Biological importance will be considered along with statistical significance. In general,treatment-associated increases in revertant colony
numbers below two or three times those of the vehicle controls are not considered biologically important.

MAHON, G.A.T., GREEN, M.H.L., MIDDLETON, B., MITCHELL, I. de G., ROBINSON,
W.D. and TWEATS, D.J. (1989) Analysis of data from microbial colony assays in:
KIRKLAND, D.J. (Ed.). UKEMS Sub-committee on Guidelines for Mutagenicity Testing.
Report.
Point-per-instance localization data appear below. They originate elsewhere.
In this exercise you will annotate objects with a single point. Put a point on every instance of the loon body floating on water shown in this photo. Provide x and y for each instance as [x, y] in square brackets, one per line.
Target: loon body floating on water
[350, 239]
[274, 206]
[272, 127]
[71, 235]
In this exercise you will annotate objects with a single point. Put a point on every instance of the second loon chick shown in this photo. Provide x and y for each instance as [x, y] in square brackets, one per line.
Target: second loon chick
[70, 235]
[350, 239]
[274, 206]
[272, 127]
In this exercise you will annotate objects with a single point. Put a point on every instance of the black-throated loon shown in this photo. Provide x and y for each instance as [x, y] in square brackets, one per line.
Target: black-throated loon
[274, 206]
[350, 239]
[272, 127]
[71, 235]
Part III. Statistical Evaluation of Mutagenicity Test Data, pp.26-65. Cambridge
University Press, Cambridge.

Results and discussion

Test resultsopen allclose all

Additional information on results:

COMPARISON WITH HISTORICAL CONTROL DATA:The mean revertant colony counts for the vehicle controls were within or close to the current
historical control range for the laboratory (Period: 1 May 2007 to 30 April 2012; Appendix I).

Any other information on results incl. tables

Study report attachments:

Table 1 Results obtained in the absence of metabolic activation - test 1 (MBB0003)
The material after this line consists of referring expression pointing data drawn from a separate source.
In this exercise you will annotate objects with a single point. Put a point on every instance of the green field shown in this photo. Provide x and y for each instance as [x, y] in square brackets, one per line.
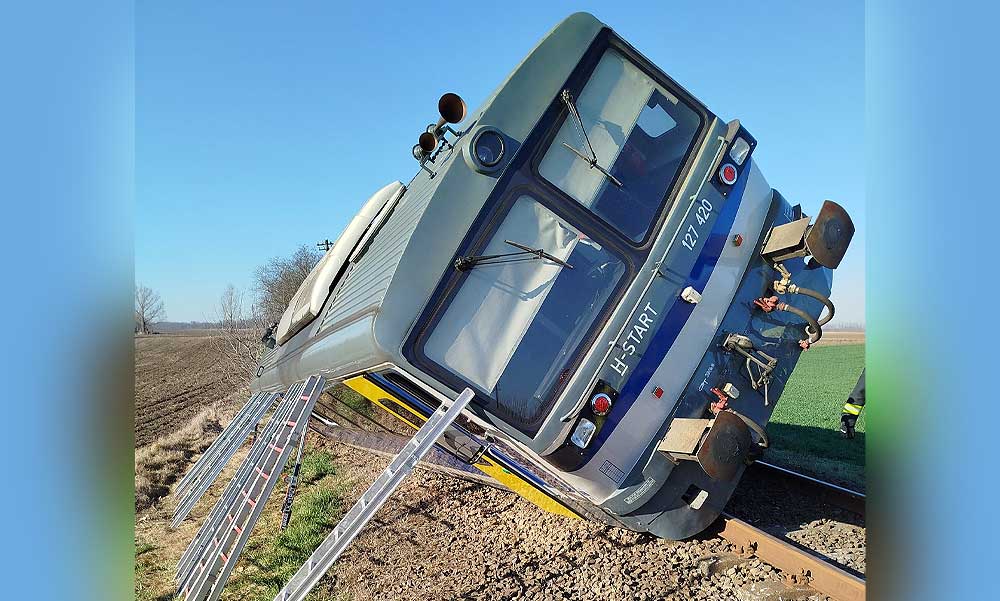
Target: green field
[804, 429]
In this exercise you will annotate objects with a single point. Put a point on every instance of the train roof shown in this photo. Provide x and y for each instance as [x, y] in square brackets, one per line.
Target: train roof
[376, 298]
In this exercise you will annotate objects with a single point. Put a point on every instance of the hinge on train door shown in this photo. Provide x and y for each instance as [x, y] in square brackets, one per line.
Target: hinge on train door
[740, 344]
Table 2 Results obtained in the presence of metabolic activation - test 1 (MBB0003)

Table 3 Viability counts obtained in test 1 (MBB0003)

Table 4 Results obtained in the absence of metabolic activation - test 2 (MBB0003)

Table 5 Results obtained in the presence of metabolic activation - test 2 (MBB0003)

Table 6 Viability counts obtained in test 2 (MBB0003)

Appendix 1 Historical Control Data (MBB0003)

Applicant's summary and conclusion

Conclusions:

It was concluded that Methyl Cedryl Ketone showed no evidence of mutagenic activity in this bacterial system under the test conditions employed.

Executive summary:

In a reverse gene mutation assay in bacteria (MBB0003), strains of S. typhimurium TA 1535, TA 1537, TA 98, TA 100 and E. coli WP2 uvr A (pKM101) were exposed to Methyl Cedryl Ketone in DMSO at concentrations of 0, 5, 15, 50, 150, 500, 1500 and 5000 µg/plate (direct plate incorporation; experiment 1) and 0, 50, 150, 500, 1500 and 5000 µg/plate (pre-incubation; experiment 2) in the presence and absence of mammalian metabolic activation (rat S9). Methyl Cedryl Ketone was tested up to the limit concentration (5000 µg/plate).

The positive controls induced the appropriate responses in the corresponding strains. There was no evidence of induced mutant colonies over background.

This study is classified as acceptable. This study satisfies the requirement for Test Guideline OECD 471 for in vitro mutagenicity (bacterial reverse gene mutation) data.